- Theatrical release poster
- Directed by: Brandon Auman
- Written by: Brandon Auman
- Produced by: Chad A. Verdi; Jennifer Davisson; Phillip Watson; Michelle Verdi; Chad Verdi Jr.; Paul Luba;
- Starring: Hayden Panettiere; Beverly D'Angelo; Justin Chatwin; Mischa Barton; Lori Tan Chinn; Kea Ho;
- Cinematography: Marcus Friedlander
- Edited by: Tucker Marolf
- Music by: Sebastian Evans
- Production companies: Verdi Productions; Appian Way Productions;
- Distributed by: Brainstorm Media
- Release date: January 9, 2026;
- Running time: 89 minutes
- Country: United States
- Language: English

= Sleepwalker (2026 film) =

Sleepwalker is a 2026 American psychological thriller film written and directed by Brandon Auman (in his feature film directorial debut). It stars Hayden Panettiere, Beverly D'Angelo, Justin Chatwin, Mischa Barton, Lori Tan Chinn, and Kea Ho.
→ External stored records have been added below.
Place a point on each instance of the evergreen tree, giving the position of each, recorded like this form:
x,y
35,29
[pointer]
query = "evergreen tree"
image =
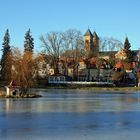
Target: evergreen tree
x,y
127,45
6,58
127,49
28,43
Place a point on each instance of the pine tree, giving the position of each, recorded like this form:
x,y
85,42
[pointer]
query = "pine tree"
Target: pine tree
x,y
127,49
6,58
28,43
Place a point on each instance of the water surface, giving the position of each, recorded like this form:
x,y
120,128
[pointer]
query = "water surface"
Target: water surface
x,y
71,115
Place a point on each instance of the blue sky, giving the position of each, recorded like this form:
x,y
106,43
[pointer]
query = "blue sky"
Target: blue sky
x,y
109,18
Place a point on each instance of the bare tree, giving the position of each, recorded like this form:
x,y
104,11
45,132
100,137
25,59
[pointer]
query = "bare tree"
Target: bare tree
x,y
23,70
52,43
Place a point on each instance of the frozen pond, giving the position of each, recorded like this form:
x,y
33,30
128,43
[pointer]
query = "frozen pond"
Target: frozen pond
x,y
71,115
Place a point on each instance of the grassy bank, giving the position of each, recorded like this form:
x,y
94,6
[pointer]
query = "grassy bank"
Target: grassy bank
x,y
90,88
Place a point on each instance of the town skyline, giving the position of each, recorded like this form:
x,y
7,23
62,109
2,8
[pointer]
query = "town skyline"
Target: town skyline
x,y
116,19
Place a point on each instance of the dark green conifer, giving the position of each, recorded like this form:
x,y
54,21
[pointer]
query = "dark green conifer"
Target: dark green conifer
x,y
29,42
6,57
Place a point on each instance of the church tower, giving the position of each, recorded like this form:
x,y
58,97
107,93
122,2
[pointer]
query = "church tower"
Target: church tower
x,y
95,44
91,44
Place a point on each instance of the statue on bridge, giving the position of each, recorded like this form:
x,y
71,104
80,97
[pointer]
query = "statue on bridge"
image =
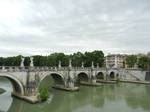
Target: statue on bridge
x,y
22,62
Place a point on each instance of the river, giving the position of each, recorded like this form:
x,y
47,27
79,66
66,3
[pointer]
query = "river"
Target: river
x,y
122,97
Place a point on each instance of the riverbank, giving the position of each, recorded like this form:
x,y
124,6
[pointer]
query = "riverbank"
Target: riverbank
x,y
2,91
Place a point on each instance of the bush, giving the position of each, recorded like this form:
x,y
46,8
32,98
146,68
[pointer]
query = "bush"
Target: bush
x,y
118,80
43,94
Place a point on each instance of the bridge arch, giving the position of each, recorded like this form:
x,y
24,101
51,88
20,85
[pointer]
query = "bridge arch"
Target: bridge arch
x,y
82,76
112,75
100,75
16,84
57,77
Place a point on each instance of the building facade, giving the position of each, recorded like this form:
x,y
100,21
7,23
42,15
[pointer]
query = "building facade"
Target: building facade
x,y
115,61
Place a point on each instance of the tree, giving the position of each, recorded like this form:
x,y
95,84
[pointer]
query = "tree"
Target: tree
x,y
144,62
131,60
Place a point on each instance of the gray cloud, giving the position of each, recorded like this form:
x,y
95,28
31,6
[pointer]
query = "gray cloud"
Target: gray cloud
x,y
45,26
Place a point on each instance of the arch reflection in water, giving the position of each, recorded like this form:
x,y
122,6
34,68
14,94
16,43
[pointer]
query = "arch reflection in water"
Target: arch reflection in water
x,y
5,98
129,97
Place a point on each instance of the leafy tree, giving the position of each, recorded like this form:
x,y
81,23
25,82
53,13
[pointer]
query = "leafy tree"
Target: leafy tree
x,y
143,62
131,60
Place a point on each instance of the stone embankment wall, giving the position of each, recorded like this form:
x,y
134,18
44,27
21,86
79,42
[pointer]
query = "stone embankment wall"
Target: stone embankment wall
x,y
133,75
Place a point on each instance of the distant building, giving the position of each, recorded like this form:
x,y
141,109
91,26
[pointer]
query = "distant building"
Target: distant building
x,y
115,61
148,54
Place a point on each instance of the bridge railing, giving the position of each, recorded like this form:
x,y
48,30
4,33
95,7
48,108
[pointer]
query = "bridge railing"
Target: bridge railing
x,y
44,68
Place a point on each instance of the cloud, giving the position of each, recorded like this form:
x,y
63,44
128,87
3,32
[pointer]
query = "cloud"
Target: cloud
x,y
42,27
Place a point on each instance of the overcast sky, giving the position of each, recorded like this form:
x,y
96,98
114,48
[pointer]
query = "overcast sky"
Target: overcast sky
x,y
31,27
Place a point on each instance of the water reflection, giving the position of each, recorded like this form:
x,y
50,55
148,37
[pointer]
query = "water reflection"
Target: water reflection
x,y
116,97
5,98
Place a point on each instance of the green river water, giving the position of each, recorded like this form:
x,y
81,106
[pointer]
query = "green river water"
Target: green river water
x,y
122,97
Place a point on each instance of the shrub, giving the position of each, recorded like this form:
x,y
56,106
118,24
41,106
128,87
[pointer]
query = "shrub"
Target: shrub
x,y
118,80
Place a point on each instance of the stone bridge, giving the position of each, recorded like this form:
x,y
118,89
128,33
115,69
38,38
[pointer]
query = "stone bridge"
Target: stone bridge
x,y
26,80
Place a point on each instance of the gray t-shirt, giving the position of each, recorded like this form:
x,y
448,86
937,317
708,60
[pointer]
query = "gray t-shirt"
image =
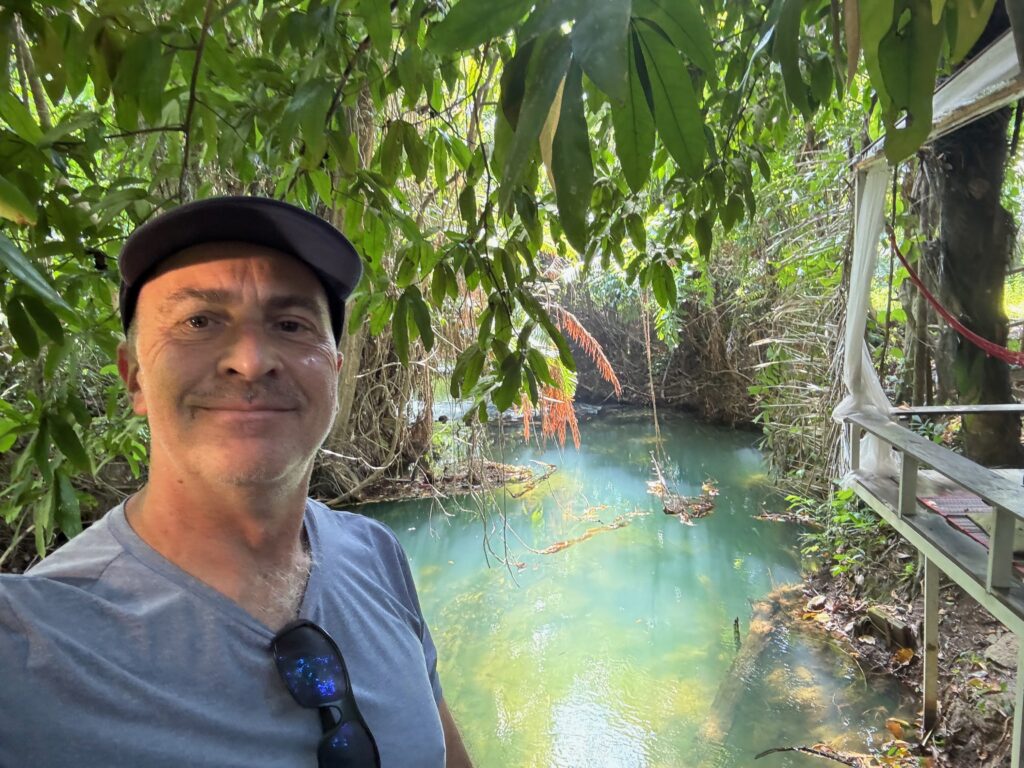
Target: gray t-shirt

The film was released in the United States on January 9, 2026.

This film marks Panettiere's final acting performance prior to her death on August 16, 2026, seven months after the film's release.

==Plot==

An accomplished artist is haunted by the tragic loss of her daughter, following a car accident that has also left her abusive husband in a coma.

==Cast==
- Hayden Panettiere as Sarah Pangborn
- Beverly D'Angelo as Gloria Pangborn, Sarah's mother
- Justin Chatwin as Michael Anders
- Mischa Barton as Joelle Anders
- Lori Tan Chinn as Bai Zhao
- Kea Ho as Alexis
- Eric Lutes as Doctor Henson

==Production==
Principal photography began in February 2025, when it was announced that Brandon Auman would be writing and directing a psychological thriller film, with Hayden Panettiere (who also executive produces the film) cast in the lead role, alongside Beverly D'Angelo, Justin Chatwin, Mischa Barton, Lori Tan Chinn, and Kea Ho.

==Release==
Sleepwalker was released in the United States on January 9, 2026.

==Reception==
On the review aggregator website Rotten Tomatoes, 14% of 14 critics' reviews are positive.

Isabella Suares of Collider gave the film a 3/10 rating and she said that: Sleepwalker doesn't effectively incorporate this complex disorder into its premise, resulting in a puzzling story about a woman going on a spiral without any healing prospect.

Paul Lê of Bloody Disgusting also gave the film a negative review and a rating of 1.5/5 and wrote: Maybe the starting material would have better served as an anthology segment, as opposed to something that feels stretched beyond its limits.

Gregory Nussen of Screen Rant gave the film a rating of 1/10 and said: If, for most of us, nightmares are our worst fears made manifest in surrealist, haunting imagery that is difficult to recall even moments after having been seen, then Auman's imagination is woefully stuck in painfully obvious, literalist overdrive.

Brian Orndorf of Blu-ray.com gave the film a rating of D+ and wrote: Sleepwalker is more of a "Twilight Zone" episode with increasingly tedious jump scares and acting that can't quite sell the frightmare developing over the run time.

However, Phil Walsh of GVN gave the film positive review and a rating of 7/10 and he wrote: An unsettling deep dive into grief that kept me on edge right until the end, which felt like a perfect ending to a dream. Abrupt and shocking.